Can Congress, consistent with the Constitution, create “independent” agencies, i.e. agencies not subject to supervision by anyone, including the President.  It’s often justified as a means of making the agencies “independent of politics.”  Truth is every agency quickly becomes political with political aims.  But the worse kind of political.  The kind answerable to no one, especially the American public and American tax-payer.

Does not Congress in creating such agencies thereby violate the Separation of Powers doctrine, by proscribing the Executive Power of the President?  As Justice Scalia said in a dissenting opinion in 1988, (Morrison v. Olso) that when the Constitution says, “the executive power shall be vested in a President” this “does not mean SOME of the executive power, but rather ALL of the executive power.”

A 1933 case, “Humphrey’s Executor” is usually the precedent relied on for the existence of so-called “independent” agencies. The case is of questionable viability today.  In fact, the winnowing of the decision has been going on for some time. In a 2020 case, Seila Law, the Supreme Court refused to apply the precedent to the Consumer Financial Protection Bureau.  Chief Justice Roberts wrote that the Humphrey’s decision “has not withstood the test of time.”  Of “Humphrey’s Executor,” Justice Thomas wrote that the decision “poses a direct threat to our constitutional structure . . .”  Justice Gorsuch was more explicit, “In a future case, I would repudiate what is left of this erroneous precedent.”

There is simply no authority under the Constitution for Congress to create such “independent” agencies and make the personnel employed there unaccountable to an executive authority.  

Consider for a moment.  Could Congress legislate into existence an entire new branch of government?  A branch “independent” of the others?  Can Congress in a pique of institutional jealousy, create “independent” agencies not subject to supervision from an Executive Authority? And then, can Federal Courts take over the Executive function of the Presidency?

And what of all the injunctions?  Every action of the President, whether trimming the bloated staffing of an agency, suspending wasteful spending, or ridding the nation of despicable foreign criminal gangs, is met by a battalion of lawyers and a cadre of largely clueless federal judges anxious to block any bold executive action.

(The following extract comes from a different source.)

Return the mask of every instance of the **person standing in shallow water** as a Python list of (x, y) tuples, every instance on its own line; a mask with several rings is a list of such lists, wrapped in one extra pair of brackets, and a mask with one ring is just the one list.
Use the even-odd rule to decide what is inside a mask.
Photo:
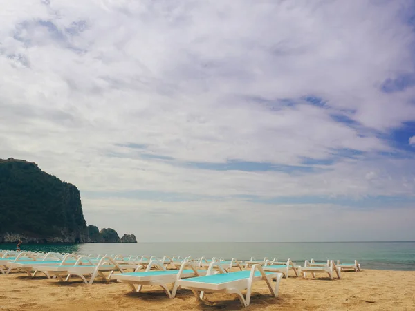
[(19, 240), (19, 242), (17, 242), (17, 245), (16, 245), (16, 250), (17, 251), (19, 251), (20, 250), (20, 245), (22, 243), (22, 241), (21, 240)]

When some lower court federal court judge decides to substitute his or her judgement for that of the Chief Executive of the United States, indeed, render judgements seeming to require the President to justify to him or her its executive decisions and actions, is that not violating the Separation of Powers?

As the President himself has stated, everyone expects some federal district court judge somewhere will grant a universal injunction stopping an Executive action unless and until it can be brought before the Supreme court.

There is a rather obvious problem.  We have over 600 federal district court judges in the country.  Is it now necessary to get pre-approval for any executive action by all 600?  Not exactly how the framers envisioned the judicial role.  

The granting of preliminary injunctions, nationwide, by some backwater federal district judge is especially pernicious.  It is done without a trial, without the development and testing of evidence, the cases are not fully briefed, witnesses are not subjected to cross-examination.  It’s largely done by filing untested affidavits.  There is no perfecting of an appeal from an actual trial at the trial level.  The issues are not fully briefed, much less argued.

In Trump vs. Hawaii decided a few years back and which upheld the President’s “Travel Ban” Justice Thomas, in a brilliant concurring opinion, called on his fellow justices to put an end to the practice of lower federal courts issuing universal injunctions. 

“These injunctions”, he wrote, “are beginning to take a toll on the federal court system preventing legal questions from percolating through the federal courts, encouraging forum shopping, and making every case a national emergency for the courts and for the executive branch.”

He went on to review the history of a court’s power to issue extraordinary writs that came down to us from the old equity courts of England.  The matters were debated in the Federalists and Anti-Federalists’ papers ending with the conclusion of Hamilton that the “constraints” of their duty to only decide the cases that came before them obviated the danger the courts would grab too much power. 

Justice Thomas pointed out that universal injunctions not only do not comply with the principles set out by the framers but only emerged for the first time in the 1960s, (no surprise there) and “dramatically increasing in popularity only recently.” 

In those years, he said, “some jurists began to conceive of the judicial role in terms of resolving general questions of legality, instead of addressing those questions only insofar as they are necessary to resolve individual cases and controversies.”  Under the Constitution the courts are only allowed to decide “cases and controversies” before them, not general questions of policy.  Universal injunctions, the Justice opined, “appear to conflict with the original understanding of the judicial role.” 

After considering the various arguments made in their support, he concluded there is no constitutional authority for the use of universal injunctions.  “. . .these arguments do not explain how these injunctions are consistent with the historical limits on equity and judicial power.  That at best “boil down to a policy judgement” about how powers ought to be allocated among our three branches of government.” But the people already made that choice when they ratified the constitution.”  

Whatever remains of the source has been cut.